Hundreds lined up, some cracked it, most didn’t. But everyone walked away with the same takeaway: LLMs aren’t as predictable as they seem.
Now we’re scaling that energy into something bigger: introducing AI Red Teaming CTF: [ai_gon3_rogu3]; a 10-day adversarial challenge starting in September; designed to be creative, hands-on, and just a little unhinged.
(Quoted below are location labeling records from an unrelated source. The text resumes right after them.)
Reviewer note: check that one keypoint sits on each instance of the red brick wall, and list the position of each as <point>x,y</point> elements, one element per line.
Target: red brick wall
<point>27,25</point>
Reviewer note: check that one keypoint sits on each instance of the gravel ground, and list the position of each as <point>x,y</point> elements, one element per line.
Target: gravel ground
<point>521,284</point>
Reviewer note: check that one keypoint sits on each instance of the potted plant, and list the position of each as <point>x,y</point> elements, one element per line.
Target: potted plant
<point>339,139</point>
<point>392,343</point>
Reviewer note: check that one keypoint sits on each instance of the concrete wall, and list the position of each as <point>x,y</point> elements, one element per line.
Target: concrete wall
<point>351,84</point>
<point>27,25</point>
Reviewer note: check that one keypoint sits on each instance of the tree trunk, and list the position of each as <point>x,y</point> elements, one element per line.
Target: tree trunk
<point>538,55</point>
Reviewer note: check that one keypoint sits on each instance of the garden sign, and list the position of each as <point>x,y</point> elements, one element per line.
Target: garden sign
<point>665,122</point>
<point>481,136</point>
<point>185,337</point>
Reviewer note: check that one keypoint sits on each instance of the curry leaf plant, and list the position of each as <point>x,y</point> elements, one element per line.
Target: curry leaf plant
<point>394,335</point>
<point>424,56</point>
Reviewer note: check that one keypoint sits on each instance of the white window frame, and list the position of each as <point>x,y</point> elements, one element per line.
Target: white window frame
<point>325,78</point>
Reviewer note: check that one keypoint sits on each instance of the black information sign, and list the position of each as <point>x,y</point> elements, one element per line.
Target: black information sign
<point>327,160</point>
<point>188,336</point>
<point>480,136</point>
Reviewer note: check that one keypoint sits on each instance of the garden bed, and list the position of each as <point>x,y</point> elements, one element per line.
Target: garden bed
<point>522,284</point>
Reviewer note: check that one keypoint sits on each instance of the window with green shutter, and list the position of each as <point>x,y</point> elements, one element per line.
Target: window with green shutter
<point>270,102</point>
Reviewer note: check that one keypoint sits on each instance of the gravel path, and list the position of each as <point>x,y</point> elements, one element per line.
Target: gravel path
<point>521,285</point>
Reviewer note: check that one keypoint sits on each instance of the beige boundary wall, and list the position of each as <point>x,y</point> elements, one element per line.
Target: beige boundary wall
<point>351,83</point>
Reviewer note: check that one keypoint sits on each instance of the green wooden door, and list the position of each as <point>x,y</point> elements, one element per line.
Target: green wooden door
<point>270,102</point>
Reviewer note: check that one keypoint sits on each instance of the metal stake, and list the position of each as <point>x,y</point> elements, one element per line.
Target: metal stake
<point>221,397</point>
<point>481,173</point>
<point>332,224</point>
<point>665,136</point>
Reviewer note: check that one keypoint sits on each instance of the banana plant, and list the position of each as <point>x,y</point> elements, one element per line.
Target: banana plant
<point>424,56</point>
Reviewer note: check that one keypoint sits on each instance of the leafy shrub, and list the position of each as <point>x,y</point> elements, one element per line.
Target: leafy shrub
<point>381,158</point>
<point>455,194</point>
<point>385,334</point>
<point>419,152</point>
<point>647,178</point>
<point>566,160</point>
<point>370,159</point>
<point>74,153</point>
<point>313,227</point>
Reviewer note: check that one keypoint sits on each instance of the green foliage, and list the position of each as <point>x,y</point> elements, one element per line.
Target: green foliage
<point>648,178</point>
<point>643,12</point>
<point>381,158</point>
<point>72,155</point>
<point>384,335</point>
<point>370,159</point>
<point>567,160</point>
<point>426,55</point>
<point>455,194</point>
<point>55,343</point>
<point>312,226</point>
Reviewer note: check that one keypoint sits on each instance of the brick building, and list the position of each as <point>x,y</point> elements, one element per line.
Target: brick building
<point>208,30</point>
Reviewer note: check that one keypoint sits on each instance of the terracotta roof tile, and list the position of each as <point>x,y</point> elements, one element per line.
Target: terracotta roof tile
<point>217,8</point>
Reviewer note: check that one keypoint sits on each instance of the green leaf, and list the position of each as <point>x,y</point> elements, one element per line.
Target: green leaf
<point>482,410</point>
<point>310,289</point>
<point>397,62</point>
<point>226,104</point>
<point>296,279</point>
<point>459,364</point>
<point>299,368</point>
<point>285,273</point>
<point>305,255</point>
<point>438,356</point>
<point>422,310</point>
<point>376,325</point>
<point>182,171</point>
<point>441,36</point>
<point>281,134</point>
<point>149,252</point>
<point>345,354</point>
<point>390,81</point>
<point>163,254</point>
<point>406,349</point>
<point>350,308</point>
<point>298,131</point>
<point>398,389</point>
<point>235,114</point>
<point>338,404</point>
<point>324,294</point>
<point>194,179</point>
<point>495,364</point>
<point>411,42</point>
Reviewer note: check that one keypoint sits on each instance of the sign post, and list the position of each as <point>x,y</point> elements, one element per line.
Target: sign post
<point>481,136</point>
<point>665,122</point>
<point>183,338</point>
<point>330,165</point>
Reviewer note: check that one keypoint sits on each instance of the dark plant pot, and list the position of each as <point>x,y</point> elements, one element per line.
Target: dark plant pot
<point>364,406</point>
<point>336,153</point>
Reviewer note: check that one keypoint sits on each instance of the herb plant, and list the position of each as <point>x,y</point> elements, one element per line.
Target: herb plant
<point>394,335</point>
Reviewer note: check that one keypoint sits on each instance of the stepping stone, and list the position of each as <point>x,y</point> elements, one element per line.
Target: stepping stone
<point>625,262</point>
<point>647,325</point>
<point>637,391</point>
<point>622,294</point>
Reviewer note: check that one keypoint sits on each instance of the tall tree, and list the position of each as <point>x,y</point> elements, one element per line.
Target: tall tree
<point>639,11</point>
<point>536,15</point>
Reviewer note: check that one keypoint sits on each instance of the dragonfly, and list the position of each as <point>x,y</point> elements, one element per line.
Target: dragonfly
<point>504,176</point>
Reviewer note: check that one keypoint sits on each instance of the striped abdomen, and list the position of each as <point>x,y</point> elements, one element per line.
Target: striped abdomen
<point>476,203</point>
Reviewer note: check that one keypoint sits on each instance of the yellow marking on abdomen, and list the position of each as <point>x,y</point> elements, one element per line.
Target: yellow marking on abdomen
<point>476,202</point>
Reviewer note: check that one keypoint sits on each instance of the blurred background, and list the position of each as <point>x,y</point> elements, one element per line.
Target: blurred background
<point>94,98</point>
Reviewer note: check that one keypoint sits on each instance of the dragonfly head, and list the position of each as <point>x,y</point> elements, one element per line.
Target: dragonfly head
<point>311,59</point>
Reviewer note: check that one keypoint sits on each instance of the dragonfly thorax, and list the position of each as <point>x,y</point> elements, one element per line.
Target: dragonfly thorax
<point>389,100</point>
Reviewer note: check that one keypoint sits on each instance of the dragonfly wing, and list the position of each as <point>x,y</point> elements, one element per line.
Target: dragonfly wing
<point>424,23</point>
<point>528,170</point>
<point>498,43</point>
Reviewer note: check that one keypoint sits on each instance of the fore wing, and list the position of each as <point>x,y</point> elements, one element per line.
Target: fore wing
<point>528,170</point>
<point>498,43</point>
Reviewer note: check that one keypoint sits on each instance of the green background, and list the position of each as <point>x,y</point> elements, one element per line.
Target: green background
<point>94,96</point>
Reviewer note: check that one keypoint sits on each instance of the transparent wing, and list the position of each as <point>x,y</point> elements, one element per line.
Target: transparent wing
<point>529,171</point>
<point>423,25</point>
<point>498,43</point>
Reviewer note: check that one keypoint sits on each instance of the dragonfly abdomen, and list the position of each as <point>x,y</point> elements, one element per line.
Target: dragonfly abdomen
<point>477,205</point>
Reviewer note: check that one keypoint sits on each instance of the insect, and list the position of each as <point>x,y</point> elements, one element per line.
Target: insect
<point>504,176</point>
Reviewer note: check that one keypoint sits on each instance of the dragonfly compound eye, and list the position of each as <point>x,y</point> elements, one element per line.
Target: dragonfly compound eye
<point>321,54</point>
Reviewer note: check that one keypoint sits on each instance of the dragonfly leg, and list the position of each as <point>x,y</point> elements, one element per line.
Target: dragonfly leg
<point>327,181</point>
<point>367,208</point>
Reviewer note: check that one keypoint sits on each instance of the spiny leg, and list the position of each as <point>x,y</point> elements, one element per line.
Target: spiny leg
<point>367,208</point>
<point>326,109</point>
Traditionally, red teaming means simulating real-world attackers to find security gaps. When it comes to AI red teaming, it becomes all about targeting models, apps, and systems using language, context, and creative misuse.
Why do this? We can’t evaluate AI safety by inspection alone. Currently, there are no universally accepted best practices for AI red teaming, and the practice is still “a work in progress.”
LLM red‑teaming doesn’t guarantee safety. It only provides a snapshot of how a system behaves under specific adversarial conditions. To improve model resilience, organizations need to test models under realistic attack scenarios and iterate on their defenses.
The field took off after the first public GenAI Red Teaming event at DEF CON 31, organized by the AI Village, but despite the ongoing buzz, most teams still don’t know where to start.
That’s what this CTF is for.
Built by HackerOne and Hack The Box, this CTF reflects the kinds of misuse paths that are tested for in the real world in most AIRT engagements.
The CTF drops you into scenario-based challenges that feel uncomfortably real. You might find yourself:
Convincing a model to escalate a fake crisis
Extracting insider content through indirect prompt manipulation
Bypassing multi-user access controls via language alone
Tricking safety filters into letting something slip
The deeper you go, the more the lines blur between prompt, guidelines, and system behavior. And that’s exactly the point. You’ll see just how much of an AI system’s integrity relies on language, and how easy it is to turn that language against it.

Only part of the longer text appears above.